I first got involved in Tanzania about three years ago when I visited to attend a coffee conference. It was there that I met a pair of young siblings who had recently made a major life change. After growing up in Kenya and studying abroad in the UK, they returned to Africa with the idea that they’d breath life into a farm that had been in the family since the 70’s but which hadn’t been given a lot of love lately. The meeting was fortuitous. We became friends quickly and ever since have been collaborating to work on sorting out the quality puzzle.

The “farm” is actually a collection of farms: Edelweiss, Ascona, and Helgoland border each other along the outer ridge of the Ngorongoro Crater. Having moved from German to British ownership in the early part of the century, the farms were purchased by an American multinational that merged all the farms in the area. But by 1970 they had gone bankrupt, and the banks put the farms up for auction. They were purchased in 1971 by the late B.N. Vohora and are currently being managed by his grandson Neel and granddaughter Kavita.

Over the last few years there have been massive improvements. It is a testament to the efforts of Neel and Kavita that the quality of the coffees has been getting steadily better as a result of renewed investment in the farm infrastructure. They’ve installed a shaded drying area and have been experimenting lately with drying times and methodology to try to get the formula right. They’ve reinvested in the staff at the farms, added new pulping equipment, rebuilt their cupping lab, established protocols for keeping coffee lots separated until they can be evaluated for quality, planted new shade trees, added new varieties...the list goes on. And it is just the beginning, really. A lot has been done, but success will depend on what happens over the next five to ten years. Recently macadamia was planted as well in order to diversify income. Water resources are scarce and rising fuel prices are getting everyone worried, so Neel and Kavita have been working to design an efficient system for drip irrigation and have been purchasing manure from a local Masai community to use as fertilizer and reduce reliance on synthetic inputs.

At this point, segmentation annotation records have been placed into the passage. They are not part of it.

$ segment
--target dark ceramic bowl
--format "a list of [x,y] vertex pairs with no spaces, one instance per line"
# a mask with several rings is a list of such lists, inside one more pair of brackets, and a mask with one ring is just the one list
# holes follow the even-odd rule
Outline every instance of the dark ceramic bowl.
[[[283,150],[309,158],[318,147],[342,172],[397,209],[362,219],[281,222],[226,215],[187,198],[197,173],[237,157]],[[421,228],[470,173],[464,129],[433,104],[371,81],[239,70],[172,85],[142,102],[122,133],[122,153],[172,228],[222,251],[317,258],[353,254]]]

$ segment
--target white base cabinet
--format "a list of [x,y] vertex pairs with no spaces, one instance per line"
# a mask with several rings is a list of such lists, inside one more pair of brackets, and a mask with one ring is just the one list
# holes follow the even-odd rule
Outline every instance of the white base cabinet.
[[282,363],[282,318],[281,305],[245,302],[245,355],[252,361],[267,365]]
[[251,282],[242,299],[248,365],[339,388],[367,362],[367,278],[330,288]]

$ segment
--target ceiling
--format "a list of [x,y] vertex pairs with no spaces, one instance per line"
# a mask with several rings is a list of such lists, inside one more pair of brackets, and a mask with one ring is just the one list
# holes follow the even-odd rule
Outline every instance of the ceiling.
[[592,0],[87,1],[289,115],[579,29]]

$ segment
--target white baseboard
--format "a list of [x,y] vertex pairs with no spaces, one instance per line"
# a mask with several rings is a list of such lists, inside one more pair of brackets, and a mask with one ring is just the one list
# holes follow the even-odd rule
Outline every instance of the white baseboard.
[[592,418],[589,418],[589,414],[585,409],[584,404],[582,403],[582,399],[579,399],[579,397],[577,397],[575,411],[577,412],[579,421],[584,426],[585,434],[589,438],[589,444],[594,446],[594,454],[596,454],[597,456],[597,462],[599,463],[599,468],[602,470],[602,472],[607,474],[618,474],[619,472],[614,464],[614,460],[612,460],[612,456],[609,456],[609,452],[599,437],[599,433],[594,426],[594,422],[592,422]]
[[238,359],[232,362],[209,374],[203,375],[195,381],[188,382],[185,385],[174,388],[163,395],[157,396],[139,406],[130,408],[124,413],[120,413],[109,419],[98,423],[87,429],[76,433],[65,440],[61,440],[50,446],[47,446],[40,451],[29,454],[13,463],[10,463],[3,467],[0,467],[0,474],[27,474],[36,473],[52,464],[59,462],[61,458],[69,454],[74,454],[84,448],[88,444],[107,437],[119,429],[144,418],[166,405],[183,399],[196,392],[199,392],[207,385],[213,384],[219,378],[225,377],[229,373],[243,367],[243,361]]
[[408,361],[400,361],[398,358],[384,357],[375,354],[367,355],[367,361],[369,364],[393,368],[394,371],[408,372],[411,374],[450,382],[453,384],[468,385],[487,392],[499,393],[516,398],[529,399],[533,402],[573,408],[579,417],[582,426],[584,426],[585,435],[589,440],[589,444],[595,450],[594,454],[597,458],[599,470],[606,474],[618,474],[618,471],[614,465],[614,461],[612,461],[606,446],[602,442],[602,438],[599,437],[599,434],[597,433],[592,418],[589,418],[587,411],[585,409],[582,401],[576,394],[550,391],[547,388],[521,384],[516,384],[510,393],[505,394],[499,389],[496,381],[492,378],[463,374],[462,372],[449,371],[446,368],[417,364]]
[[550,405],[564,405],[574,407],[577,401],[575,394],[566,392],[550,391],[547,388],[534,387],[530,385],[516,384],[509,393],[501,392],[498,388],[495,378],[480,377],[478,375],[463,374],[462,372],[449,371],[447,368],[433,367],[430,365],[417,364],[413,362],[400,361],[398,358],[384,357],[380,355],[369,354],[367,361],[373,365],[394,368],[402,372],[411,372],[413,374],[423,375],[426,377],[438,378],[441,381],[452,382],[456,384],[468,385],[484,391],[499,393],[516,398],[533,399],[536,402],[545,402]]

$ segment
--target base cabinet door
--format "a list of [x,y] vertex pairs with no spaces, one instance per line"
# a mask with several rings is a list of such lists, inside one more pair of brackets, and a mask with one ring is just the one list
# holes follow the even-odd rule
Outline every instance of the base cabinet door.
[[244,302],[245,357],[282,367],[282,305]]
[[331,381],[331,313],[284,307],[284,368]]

There are of course still plenty of challenges ahead. They’ve got to make the quality formula work on a larger scale if they are to succeed. Drought is still an ever-present threat. The politics within the domestic coffee industry still cry out for reform. And then there are the elephants…these are the only farms I’ve been to in the world where the biggest source of worry is not fungus or insect damage but invasion during the night by marauding herds of elephants, buffalo, and even lions! They pass through from time to time looking for water, and elephants will actually locate underground pipes and dig them up with their tusks. When they walk through the farm they trample everything in their path, leaving a big swath of razed land. Amazing. And you thought rabbits in your garden were destructive.